African Approval of Obama

In the week that Hillary Clinton arrives for her seven-country tour of Africa, how is Obama seen throughout the continent since taking office?

Much has been made of Obama’s Kenyan heritage in his popularity rankings, but the reality is that he is following a path set by his predecessor in the White House. For all the criticism and complaints about the Bush administration (which we won’t get in to here), George W did set a strong US policy for Africa, including the Millennium Challenge Corporation and the U.S. President's Emergency Plan for AIDS Relief, the largest commitment by any country to combat HIV/AIDS in history.

While Obama’s trip to Ghana, followed so quickly by Hillary’s tour, make for a very public show of the US prioritisation of Africa, the US already enjoyed 73% approval from 33 Sub-Saharan African nations in 2008 – compared to just 34% across the world on average (Gallup).

Gallup has released further stats from March / April of this year that show that six of the seven countries surveyed (Kenya, Cameroon, South Africa, Uganda, Senegal and Mauritania) have seen an increase in approval of the US leadership since 2008. From an increase of 25% in Cameroon to an 11% drop in the final country – Djibouti – media approval across the seven went from 80% in 2008 to 87% in 2009. Substantial – but I’m not sure it points to more than any global media frenzy around the first Black American President would produce.

More interesting would be to compare approval of the US with sentiment towards the Chinese across Africa, for example. Why do we continue to hold the US up as the most important benchmark? However, despite the increasing influence and involvement of the BRIC countries in Africa, the suggestion that the US is trying to counter China’s rise in Africa with Clinton’s tour is “is a Cold War paradigm, not a reflection of where we are”, as the assistant secretary of State for African Affairs told Bloomberg.

While we read, write and blog about the impact of the Obama administration on Africa, are we obsessing about the topic by force of habit, by virtue of the media profile the topic enjoys, or because it actually counts?

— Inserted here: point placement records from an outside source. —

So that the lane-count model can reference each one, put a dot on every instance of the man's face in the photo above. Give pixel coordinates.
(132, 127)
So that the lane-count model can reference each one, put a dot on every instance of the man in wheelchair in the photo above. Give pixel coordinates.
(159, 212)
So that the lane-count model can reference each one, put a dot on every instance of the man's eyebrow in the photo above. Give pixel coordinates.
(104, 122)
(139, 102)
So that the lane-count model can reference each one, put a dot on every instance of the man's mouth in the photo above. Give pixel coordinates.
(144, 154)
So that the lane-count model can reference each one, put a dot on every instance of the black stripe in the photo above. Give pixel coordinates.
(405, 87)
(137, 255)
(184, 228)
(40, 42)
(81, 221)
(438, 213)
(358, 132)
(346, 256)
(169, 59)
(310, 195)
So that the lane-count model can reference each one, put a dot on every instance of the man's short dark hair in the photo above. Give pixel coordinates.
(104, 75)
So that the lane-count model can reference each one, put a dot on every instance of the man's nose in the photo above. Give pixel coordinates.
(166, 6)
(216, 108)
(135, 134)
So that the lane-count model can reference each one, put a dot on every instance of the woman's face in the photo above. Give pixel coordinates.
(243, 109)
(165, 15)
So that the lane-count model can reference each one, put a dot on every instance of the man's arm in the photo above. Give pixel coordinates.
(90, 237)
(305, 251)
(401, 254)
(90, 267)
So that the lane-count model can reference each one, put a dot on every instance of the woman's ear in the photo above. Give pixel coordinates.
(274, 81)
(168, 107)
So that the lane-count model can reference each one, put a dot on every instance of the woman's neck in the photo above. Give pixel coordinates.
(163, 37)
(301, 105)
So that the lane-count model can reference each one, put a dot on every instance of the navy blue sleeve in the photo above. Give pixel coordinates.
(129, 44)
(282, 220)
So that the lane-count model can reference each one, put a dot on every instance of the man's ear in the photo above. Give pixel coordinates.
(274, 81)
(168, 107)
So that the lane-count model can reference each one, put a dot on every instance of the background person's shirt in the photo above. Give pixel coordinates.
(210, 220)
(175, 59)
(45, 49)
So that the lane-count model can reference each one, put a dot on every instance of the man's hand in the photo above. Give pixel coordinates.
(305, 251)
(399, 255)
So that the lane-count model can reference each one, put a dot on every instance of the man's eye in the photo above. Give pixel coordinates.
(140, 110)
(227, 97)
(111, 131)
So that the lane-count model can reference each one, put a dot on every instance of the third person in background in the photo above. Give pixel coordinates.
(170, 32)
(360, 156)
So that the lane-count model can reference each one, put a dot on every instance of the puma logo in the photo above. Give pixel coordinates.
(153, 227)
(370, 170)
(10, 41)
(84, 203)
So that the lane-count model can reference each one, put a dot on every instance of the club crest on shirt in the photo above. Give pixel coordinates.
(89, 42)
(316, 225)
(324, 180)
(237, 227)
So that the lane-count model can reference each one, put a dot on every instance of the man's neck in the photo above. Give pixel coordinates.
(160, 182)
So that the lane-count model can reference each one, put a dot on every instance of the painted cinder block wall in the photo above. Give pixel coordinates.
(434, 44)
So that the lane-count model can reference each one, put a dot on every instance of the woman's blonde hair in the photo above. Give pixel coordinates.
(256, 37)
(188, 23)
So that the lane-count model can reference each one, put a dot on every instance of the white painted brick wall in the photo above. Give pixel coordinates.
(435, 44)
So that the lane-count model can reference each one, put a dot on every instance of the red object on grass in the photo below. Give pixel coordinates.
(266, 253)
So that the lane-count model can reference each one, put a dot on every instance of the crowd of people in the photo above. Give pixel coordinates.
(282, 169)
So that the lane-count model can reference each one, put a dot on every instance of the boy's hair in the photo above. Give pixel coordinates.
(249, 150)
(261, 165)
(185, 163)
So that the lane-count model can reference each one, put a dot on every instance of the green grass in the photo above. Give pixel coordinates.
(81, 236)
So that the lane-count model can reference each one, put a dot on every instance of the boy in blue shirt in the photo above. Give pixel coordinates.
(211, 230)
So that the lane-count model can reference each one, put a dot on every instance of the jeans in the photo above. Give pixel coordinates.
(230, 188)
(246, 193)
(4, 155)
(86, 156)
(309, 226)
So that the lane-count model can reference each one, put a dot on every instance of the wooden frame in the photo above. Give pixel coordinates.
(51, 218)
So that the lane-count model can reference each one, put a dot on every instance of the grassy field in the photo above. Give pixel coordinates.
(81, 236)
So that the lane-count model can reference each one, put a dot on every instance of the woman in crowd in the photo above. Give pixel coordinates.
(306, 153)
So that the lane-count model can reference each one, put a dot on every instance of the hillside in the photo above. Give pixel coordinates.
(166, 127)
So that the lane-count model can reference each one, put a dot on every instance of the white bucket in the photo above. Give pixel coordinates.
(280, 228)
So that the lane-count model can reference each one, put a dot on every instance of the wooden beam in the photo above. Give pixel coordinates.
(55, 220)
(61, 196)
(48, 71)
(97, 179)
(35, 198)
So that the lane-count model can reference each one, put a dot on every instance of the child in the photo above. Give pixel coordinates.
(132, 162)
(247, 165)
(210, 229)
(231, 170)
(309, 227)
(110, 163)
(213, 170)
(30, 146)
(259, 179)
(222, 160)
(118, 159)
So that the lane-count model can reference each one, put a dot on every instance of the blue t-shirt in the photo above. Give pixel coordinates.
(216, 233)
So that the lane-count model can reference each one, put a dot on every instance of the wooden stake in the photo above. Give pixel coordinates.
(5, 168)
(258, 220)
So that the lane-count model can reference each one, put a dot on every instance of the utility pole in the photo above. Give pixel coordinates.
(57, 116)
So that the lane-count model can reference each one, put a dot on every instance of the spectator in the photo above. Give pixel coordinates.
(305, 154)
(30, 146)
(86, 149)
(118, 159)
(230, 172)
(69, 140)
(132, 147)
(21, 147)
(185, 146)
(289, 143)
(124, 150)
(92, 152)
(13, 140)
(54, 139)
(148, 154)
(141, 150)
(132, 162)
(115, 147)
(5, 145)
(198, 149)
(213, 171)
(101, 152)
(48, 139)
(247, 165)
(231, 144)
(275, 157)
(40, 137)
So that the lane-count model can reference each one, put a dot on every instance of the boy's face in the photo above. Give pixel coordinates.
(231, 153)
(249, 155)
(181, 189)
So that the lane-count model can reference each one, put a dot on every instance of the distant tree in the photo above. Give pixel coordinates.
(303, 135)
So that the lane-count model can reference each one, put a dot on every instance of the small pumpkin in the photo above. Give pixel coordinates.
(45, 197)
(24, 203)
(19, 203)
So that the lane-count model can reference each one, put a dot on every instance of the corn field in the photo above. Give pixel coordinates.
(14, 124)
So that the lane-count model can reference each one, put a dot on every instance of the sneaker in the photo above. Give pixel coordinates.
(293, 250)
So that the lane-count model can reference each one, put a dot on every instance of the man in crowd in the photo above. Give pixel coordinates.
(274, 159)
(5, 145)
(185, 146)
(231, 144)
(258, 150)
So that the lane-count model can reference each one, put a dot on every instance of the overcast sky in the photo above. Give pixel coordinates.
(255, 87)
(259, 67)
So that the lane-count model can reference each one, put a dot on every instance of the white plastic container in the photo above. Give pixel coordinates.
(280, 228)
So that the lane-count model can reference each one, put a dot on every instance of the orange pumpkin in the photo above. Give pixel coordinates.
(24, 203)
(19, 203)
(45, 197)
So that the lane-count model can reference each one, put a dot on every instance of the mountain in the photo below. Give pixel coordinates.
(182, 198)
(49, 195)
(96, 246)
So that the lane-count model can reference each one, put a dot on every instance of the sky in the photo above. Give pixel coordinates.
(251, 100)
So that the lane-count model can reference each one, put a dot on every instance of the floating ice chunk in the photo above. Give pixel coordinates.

Indeed, what difference will the trip make to the average African questioned by Gallup? To the major oil and mineral exporters in the countries that Mrs. Clinton is visiting – a few tax breaks or trade agreements, perhaps. But looking back to the statistics, Gallup states that at least 3/10 respondents in each country in their survey said the U.S. president makes a difference to their country. Even given the variation from country to country, that still leaves an awful lot of people in Africa that feel the US president makes little or no difference to their country – a far more pertinent statistic in my opinion.